Kompleks pemakaman itu, tambahnya, biasanya luas dan hanya berisi beberapa makam. “Ketika zaman kemerdekaan, makam-makam yang tanahnya luas dan cuma ada dua-tiga kuburan itu akhirnya diduduki warga.”
Azmi Abubakar, putra Aceh yang mendirikan Museum Pustaka Peranakan Tionghoa di Serpong, pernah berkunjung ke situs makam Mayor Tan Tjin Kie di Dukuh Semar.
Dia merasa prihatin dengan situasi tapak makam sang mayor yang telah menjadi sepetak permukiman. Bahkan dia menduga, peti mati sang mayor juga masih bersemayam di bawah rumah warga.
Meski begitu, Azmi tak mau menyalahkan siapa pun. “Saya mengunjungi beberapa rumahnya yang saat ini menjadi sekolah,” kata Azmi. “Jejak-jejaknya menarik untuk ditelusuri.”
Dia teringat seorang peneliti budaya dan sastra peranakan Tionghoa bernama Claudine Salmon. Peneliti asal Prancis itu pernah singgah di museumnya beberapa tahun silam.
Salmon, yang saat itu berusia 80-an tahun, blusukan mengunjungi makam-makam Tionghoa di berbagai kota. Dia biasanya ditemani sahabatnya yang juga peneliti budaya Tionghoa di Indonesia, Myra Sidharta namanya. Kini kedua perempuan itu sudah sama sepuhnya. “Saya kira mereka sedang mengumpulkan data bongpai-bongpai itu menjadi suatu sumber informasi sejarah,” ujar Azmi.
“Kenapa orang kita tidak ada yang kayak begitu ya,” ujarnya heran. “Maksud saya, apakah kita menganggap itu tidak terlalu penting?”

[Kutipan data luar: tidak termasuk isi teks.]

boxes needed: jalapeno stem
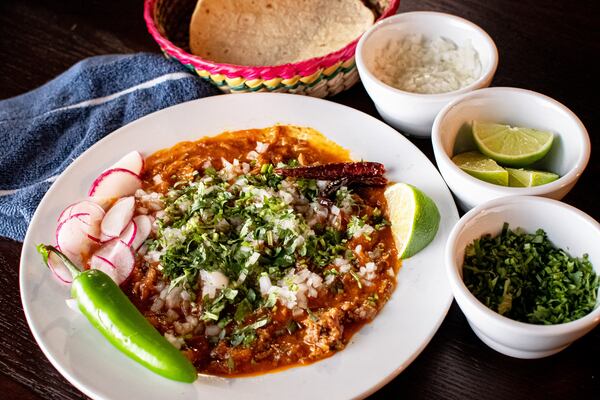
[36,243,81,279]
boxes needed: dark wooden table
[0,0,600,399]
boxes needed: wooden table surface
[0,0,600,399]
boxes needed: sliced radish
[88,168,142,199]
[48,248,73,283]
[110,151,144,175]
[119,218,138,246]
[100,196,135,237]
[100,232,116,243]
[90,239,135,285]
[56,213,94,257]
[87,196,115,211]
[131,215,152,250]
[58,200,105,223]
[90,255,119,284]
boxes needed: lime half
[473,121,554,167]
[452,151,508,186]
[506,168,560,187]
[384,183,440,258]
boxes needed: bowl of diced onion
[356,11,498,137]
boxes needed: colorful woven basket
[144,0,400,97]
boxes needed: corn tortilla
[190,0,375,66]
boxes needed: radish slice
[131,215,152,250]
[58,200,105,243]
[88,168,142,199]
[58,200,105,223]
[119,218,138,246]
[110,151,144,175]
[100,196,135,237]
[100,232,116,243]
[48,248,73,283]
[90,239,135,285]
[88,197,115,211]
[56,213,94,261]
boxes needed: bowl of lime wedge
[431,87,590,211]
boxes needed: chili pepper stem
[36,243,81,279]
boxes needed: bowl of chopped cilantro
[446,196,600,358]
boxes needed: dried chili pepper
[275,161,385,181]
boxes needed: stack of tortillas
[190,0,375,66]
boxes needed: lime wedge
[452,151,508,186]
[473,121,554,167]
[384,183,440,258]
[506,168,560,187]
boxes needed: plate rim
[19,93,459,399]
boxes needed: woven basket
[144,0,400,97]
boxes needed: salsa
[124,126,399,376]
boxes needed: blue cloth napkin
[0,53,219,240]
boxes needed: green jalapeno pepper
[37,244,198,382]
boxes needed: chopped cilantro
[463,224,600,325]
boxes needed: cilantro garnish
[463,224,600,324]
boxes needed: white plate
[20,93,458,400]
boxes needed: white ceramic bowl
[445,196,600,358]
[431,87,590,211]
[356,11,498,137]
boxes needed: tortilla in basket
[190,0,375,66]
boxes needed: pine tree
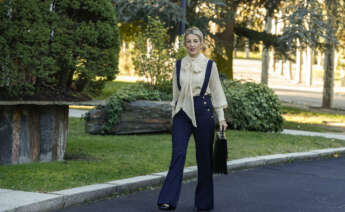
[0,0,120,100]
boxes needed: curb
[0,148,345,212]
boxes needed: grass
[281,106,345,132]
[0,118,345,192]
[234,51,261,60]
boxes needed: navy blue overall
[158,60,215,209]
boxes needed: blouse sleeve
[170,65,179,109]
[209,62,228,121]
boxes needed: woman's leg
[158,110,192,207]
[193,106,215,209]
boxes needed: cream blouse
[170,53,228,127]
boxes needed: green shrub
[92,83,172,134]
[0,0,120,100]
[132,17,186,95]
[223,80,283,132]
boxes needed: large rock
[85,100,172,135]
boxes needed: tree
[322,0,337,108]
[0,0,120,100]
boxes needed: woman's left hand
[219,120,228,131]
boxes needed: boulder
[85,100,172,135]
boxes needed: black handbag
[213,128,228,174]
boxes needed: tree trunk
[295,44,302,83]
[322,0,337,108]
[215,5,237,79]
[304,46,313,86]
[245,38,250,59]
[261,16,272,85]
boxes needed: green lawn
[0,118,345,192]
[281,106,345,133]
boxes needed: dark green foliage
[224,81,283,132]
[92,83,172,134]
[0,0,120,100]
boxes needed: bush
[92,83,172,134]
[0,0,120,100]
[223,80,283,132]
[132,17,186,92]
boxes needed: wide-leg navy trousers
[158,95,215,209]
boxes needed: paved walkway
[60,158,345,212]
[0,130,345,212]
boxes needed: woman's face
[184,34,202,57]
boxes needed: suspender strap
[176,60,181,90]
[200,60,213,96]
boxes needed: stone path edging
[0,148,345,212]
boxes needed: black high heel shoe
[158,203,175,211]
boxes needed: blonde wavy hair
[184,27,205,49]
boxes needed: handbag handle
[220,127,225,139]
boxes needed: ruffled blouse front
[171,54,228,127]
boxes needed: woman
[157,27,227,210]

Padahal, “Makam-makam tua merupakan catatan sejarah,” protesnya. “Tidak hanya bermakna sebagai penanda siapa yang meninggal di situ tetapi juga ada informasi (yang) kita bisa lihat kapan dia meninggal dan siapa saudaranya.”
Menurut Azmi, pembiaran dan penggusuran makam-makam Tionghoa itu karena “Kita tidak menganggapnya bagian dari keluarga besar kita, leluhur kita. Nah, cara berpikir itu yang penting sekali menjawab agar tidak terjadi penelantaran terhadap makam-makam Tionghoa.”
Dia menambahkan seandainya Tan Tjin Kie dianggap sebagai bagian sejarah bangsa atau bagian dari sejarah Cirebon, tentu makamnya akan selamat. Sayangnya, sampai hari ini Azmi belum melihat munculnyatanggung jawab bersama terhadap makam-makam tua itu yang terbengkalai itu.
“Seandainya itu bukan makam Tionghoa, mungkin beda perlakuannya,” tegasnya.
Makam-makam tua ibarat monumen yang menyimpan cerita tentang sejarah sosial sebuah kota. Kini, kita masih memiliki pekerjaan rumah untuk merawat makam-makam tua yang tersisa supaya kemegahan, pengetahuan, dan peradaban silam tidak berakhir mengenaskan.